Ministry of Defense
- In office 18 August 2020 – 6 October 2021
- President: Sahle-Work Zewde
- Prime Minister: Abiy Ahmed
- Preceded by: Lemma Megersa
- Succeeded by: Abraham Belay

Personal details
- Born: Ethiopia
- Party: Independent
- Other political affiliations: Ethiopian People's Revolutionary Democratic Front

= Kenea Yadeta =

Ethiopian politician

Kenea Yadeta (Qana'aa Yaadataa; ቀነዓ ያደታ) is an Ethiopian politician and who has served as the Minister of Defense from 2020 to 2021.

== Biography ==
Kenea Yadeta studied administration and holds a PhD in Public Management, a Master's in Public & Constitutional Law, in Public Administration, and in Business Administration.

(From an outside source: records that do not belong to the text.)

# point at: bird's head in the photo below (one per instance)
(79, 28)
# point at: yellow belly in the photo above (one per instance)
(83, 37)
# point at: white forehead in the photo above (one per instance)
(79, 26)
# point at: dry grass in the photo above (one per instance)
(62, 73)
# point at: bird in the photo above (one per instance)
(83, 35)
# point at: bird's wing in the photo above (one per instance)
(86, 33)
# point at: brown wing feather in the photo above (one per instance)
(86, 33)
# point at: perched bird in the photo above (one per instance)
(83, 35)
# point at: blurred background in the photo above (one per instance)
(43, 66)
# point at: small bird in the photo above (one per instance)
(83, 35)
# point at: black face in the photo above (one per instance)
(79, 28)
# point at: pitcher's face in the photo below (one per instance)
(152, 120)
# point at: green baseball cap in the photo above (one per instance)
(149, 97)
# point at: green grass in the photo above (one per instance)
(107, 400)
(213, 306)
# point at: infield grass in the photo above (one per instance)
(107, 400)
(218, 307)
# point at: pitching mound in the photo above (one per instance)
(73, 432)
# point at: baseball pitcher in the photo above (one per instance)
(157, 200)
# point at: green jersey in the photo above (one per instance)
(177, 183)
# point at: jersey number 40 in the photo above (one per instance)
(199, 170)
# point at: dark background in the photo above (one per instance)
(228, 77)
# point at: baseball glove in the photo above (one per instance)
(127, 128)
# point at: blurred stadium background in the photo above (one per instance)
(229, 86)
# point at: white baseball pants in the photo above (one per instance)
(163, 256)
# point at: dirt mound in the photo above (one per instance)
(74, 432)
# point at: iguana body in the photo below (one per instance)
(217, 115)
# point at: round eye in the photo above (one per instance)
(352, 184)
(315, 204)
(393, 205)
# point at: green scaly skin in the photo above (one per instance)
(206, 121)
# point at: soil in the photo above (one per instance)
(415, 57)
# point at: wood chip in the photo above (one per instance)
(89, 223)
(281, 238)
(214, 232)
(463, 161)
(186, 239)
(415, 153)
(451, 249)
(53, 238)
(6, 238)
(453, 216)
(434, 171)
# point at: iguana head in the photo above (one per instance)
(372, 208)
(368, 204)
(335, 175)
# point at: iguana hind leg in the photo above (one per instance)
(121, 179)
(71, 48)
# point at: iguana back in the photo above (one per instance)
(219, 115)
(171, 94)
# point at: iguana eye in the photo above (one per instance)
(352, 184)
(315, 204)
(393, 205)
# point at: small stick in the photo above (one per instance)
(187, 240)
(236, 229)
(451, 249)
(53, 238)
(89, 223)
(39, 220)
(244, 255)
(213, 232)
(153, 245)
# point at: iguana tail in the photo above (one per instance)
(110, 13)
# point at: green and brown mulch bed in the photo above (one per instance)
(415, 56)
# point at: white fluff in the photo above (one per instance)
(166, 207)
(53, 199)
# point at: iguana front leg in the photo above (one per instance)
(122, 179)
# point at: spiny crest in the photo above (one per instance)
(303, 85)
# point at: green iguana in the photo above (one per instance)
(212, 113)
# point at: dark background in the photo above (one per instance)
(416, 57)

He served in the Ethiopian Federal Police as Deputy Commissioner General, as Head of Security and Administration Bureau, and security chief of Oromia Region. On 18 August 2020, he was appointed by Ethiopian Prime Minister Abiy Ahmed as Minister of Defense amid a controversy between his predecessor and the prime minister. He became a key figure in the Tigray War. He was succeeded by Abraham Belay, former head of the Transitional Government of Tigray on 6 October 2021.